L’article retrace les opérations criminelles des années 80 et 90, où la Mafia, notamment la ‘Ndrangheta, immergeait des déchets toxiques dans la Méditerranée contre des paiements massifs. Des entreprises avaient fait appel à eux pour se débarrasser de déchets industriels, y compris des matières radioactives par l’intermédiaire d’une plateforme opaque dénommée ODM. Le résultat ? Des ravages environnementaux et une explosion des cancers et troubles neurologiques dans les zones touchées. Au centre de cette affaire, un certain Signor Bianco apparaît régulièrement. Peu de responsables ont été condamnés. Le silence persiste, maintenu par l’intimidation et la violence.
Ces mots résonnent en moi comme une menace. Signor Bianco… ce nom m’obsède, mais je n’ai toujours aucune preuve concrète. L’idée que ma famille puisse être impliquée me ronge. Incapable de rester assis, je quitte mon bureau, une toux résonne dans la nuit. Mais à ma grande surprise, elle ne vient pas des appartements de mes parents.
Intrigué, je sors sur la terrasse, longeant la piscine avant de me diriger vers le garage. L’inquiétude grandit en moi.

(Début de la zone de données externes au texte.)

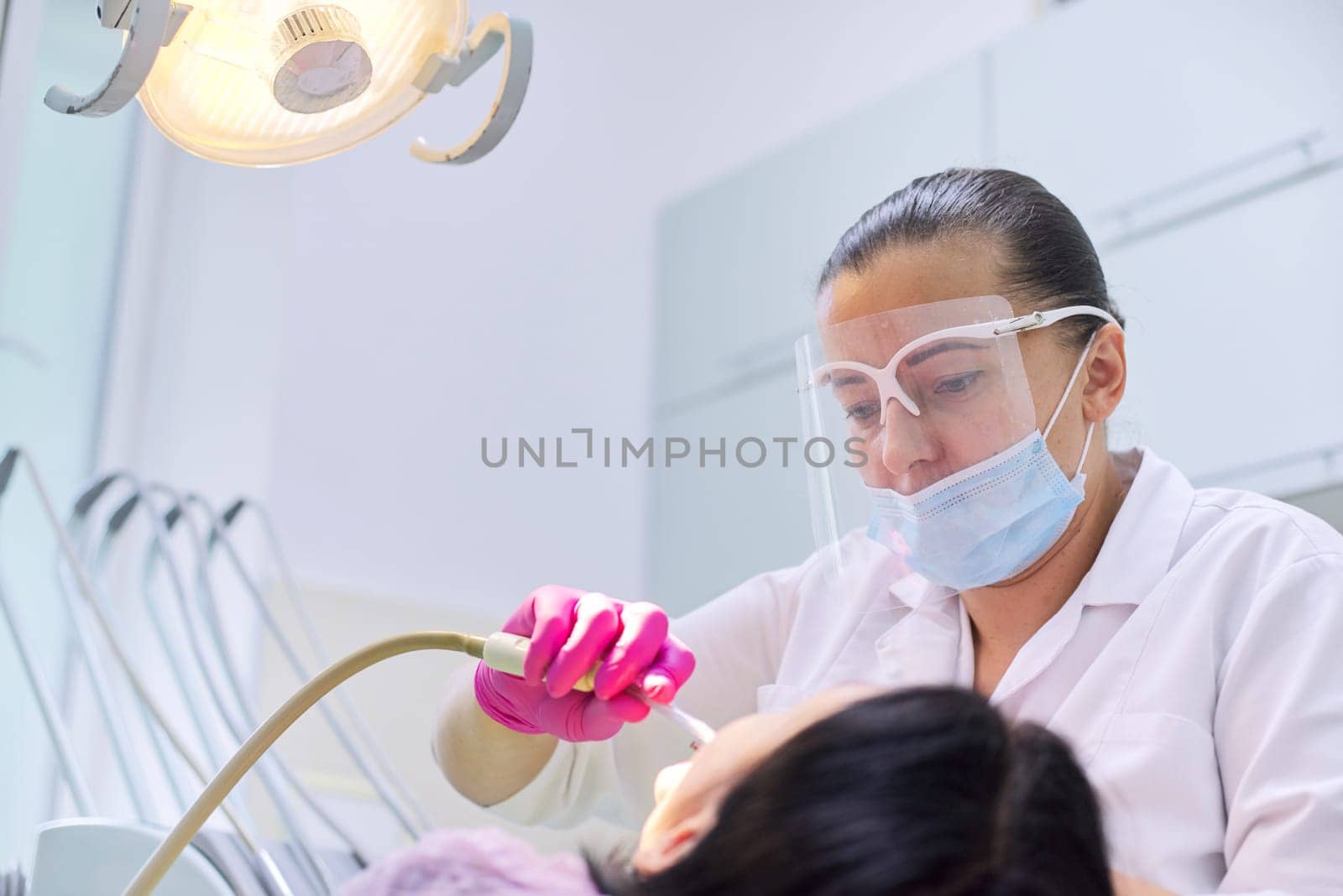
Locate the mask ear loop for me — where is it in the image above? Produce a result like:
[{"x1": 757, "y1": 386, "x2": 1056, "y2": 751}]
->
[{"x1": 1043, "y1": 330, "x2": 1100, "y2": 479}]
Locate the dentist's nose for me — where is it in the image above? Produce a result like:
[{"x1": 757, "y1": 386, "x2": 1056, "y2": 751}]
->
[{"x1": 873, "y1": 399, "x2": 940, "y2": 495}]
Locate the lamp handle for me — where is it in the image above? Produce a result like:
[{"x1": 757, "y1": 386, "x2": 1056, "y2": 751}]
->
[{"x1": 411, "y1": 12, "x2": 532, "y2": 165}]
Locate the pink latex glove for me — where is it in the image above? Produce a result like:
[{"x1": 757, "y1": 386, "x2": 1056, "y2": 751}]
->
[{"x1": 475, "y1": 585, "x2": 694, "y2": 741}]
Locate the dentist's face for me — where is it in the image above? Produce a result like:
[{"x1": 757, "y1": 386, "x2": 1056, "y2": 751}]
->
[
  {"x1": 817, "y1": 233, "x2": 1077, "y2": 495},
  {"x1": 634, "y1": 684, "x2": 881, "y2": 874}
]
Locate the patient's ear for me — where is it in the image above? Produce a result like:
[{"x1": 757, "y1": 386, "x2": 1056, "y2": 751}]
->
[{"x1": 634, "y1": 807, "x2": 714, "y2": 876}]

Mon père est là, penché sur quelque chose dans l’ombre.
— Papa ? Qu’est-ce que tu fais ? Tout va bien ?
Il s’interrompt, tentant de se redresser dignement.
— Ne me déconcentre pas ! Je sais ce que je fais.

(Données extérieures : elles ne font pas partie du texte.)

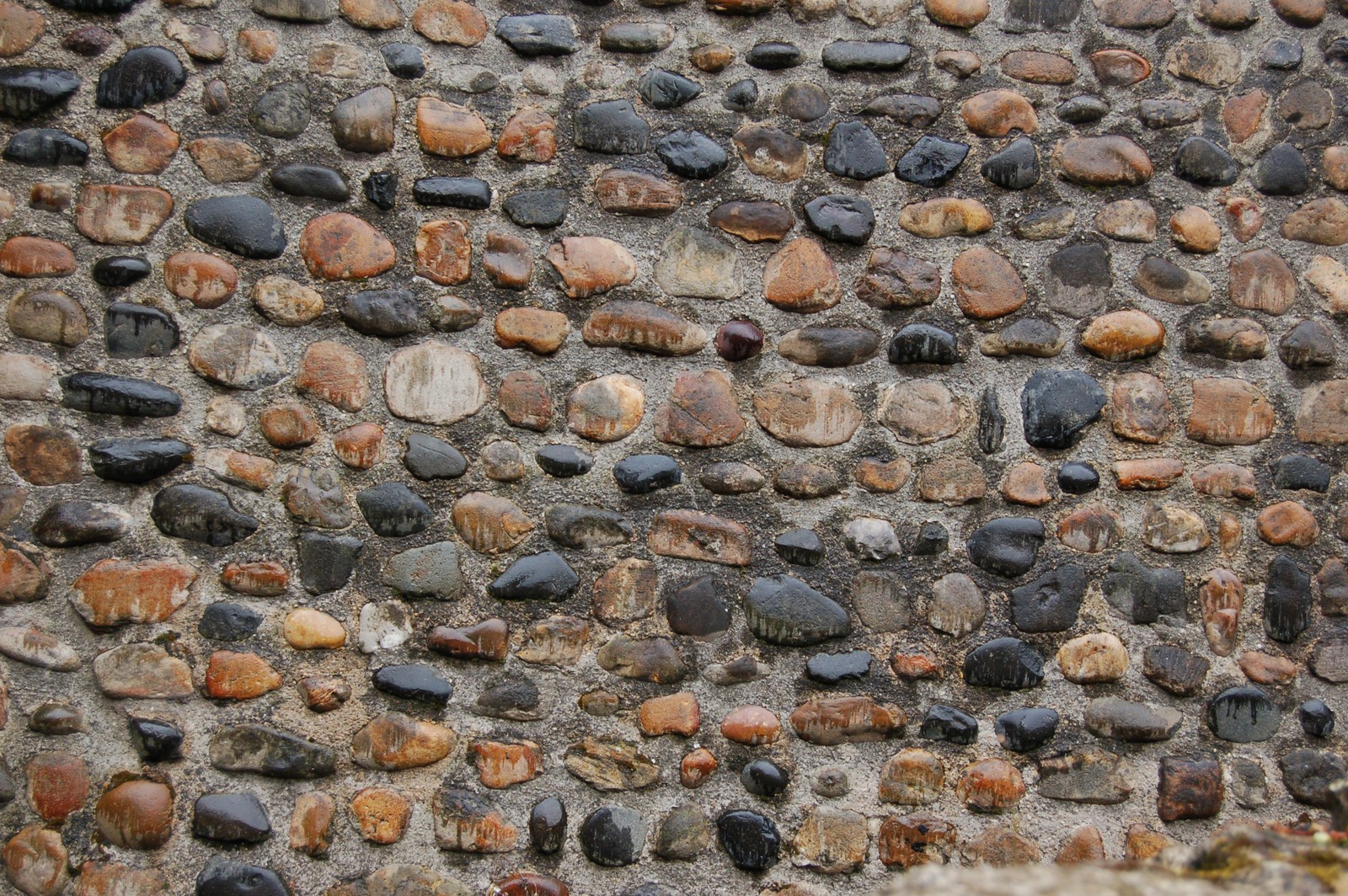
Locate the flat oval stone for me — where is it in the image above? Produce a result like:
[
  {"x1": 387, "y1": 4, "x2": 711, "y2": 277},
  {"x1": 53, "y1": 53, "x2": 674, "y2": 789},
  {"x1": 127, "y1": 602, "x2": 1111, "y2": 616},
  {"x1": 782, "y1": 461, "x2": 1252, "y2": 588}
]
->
[{"x1": 96, "y1": 45, "x2": 187, "y2": 109}]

— À deux heures du matin, dans le garage ?
— Deux heures ? Il est déjà si tard ?
Sa confusion me frappe.
— Papa, tu devrais voir un médecin. Tu oublies de plus en plus de choses…
Il écarte ma remarque d’un geste agacé, continuant de manipuler un objet que je ne distingue pas encore.
— Ce n’est rien. Juste cette toux qui ne veut pas me lâcher.
Ses yeux, jadis perçants, sont ternes, et une vague de peur m’envahit.
— Laisse-moi t’aider, Papa.
Après une brève hésitation, il acquiesce.
— Et le navire… tu avances bien ?
Une onde glaciale me traverse. On a déjà eu cette conversation plus tôt. Il a oublié l’incendie. Son état me terrifie, mais je n’ose pas le lui dire.
— Oui… Giulia m’aide beaucoup.
À l’évocation de Giulia, son regard se durcit, mais il ne dit rien. Le silence retombe. Je prends une profonde inspiration, décidé à aborder un sujet délicat, malgré la culpabilité qui m’envahit.
— J’ai trouvé des lettres à bord. Elles mentionnent Signor Bianco. Tu sais quelque chose à ce sujet ?
Mon père se redresse brusquement, ses gestes deviennent nerveux.
— Ne te mêle pas de ça, Gianni.
Sa voix tranchante fige l’air. Il cache quelque chose, c’est évident, mais je n’ose pas le forcer à en parler. Soudain, je réalise ce qu’il tient : un jerrican d’essence. Les souvenirs de l’incendie de La Speranza me reviennent violemment.
— Pourquoi tu manipules ça ?
L’odeur de carburant, l’incendie récent… tout s’assemble de façon inquiétante dans mon esprit. Mon père hausse les épaules, feignant l’indifférence :
— Jusqu’à preuve du contraire, le jardinier ne pisse pas dans nos tondeuses, Gianni.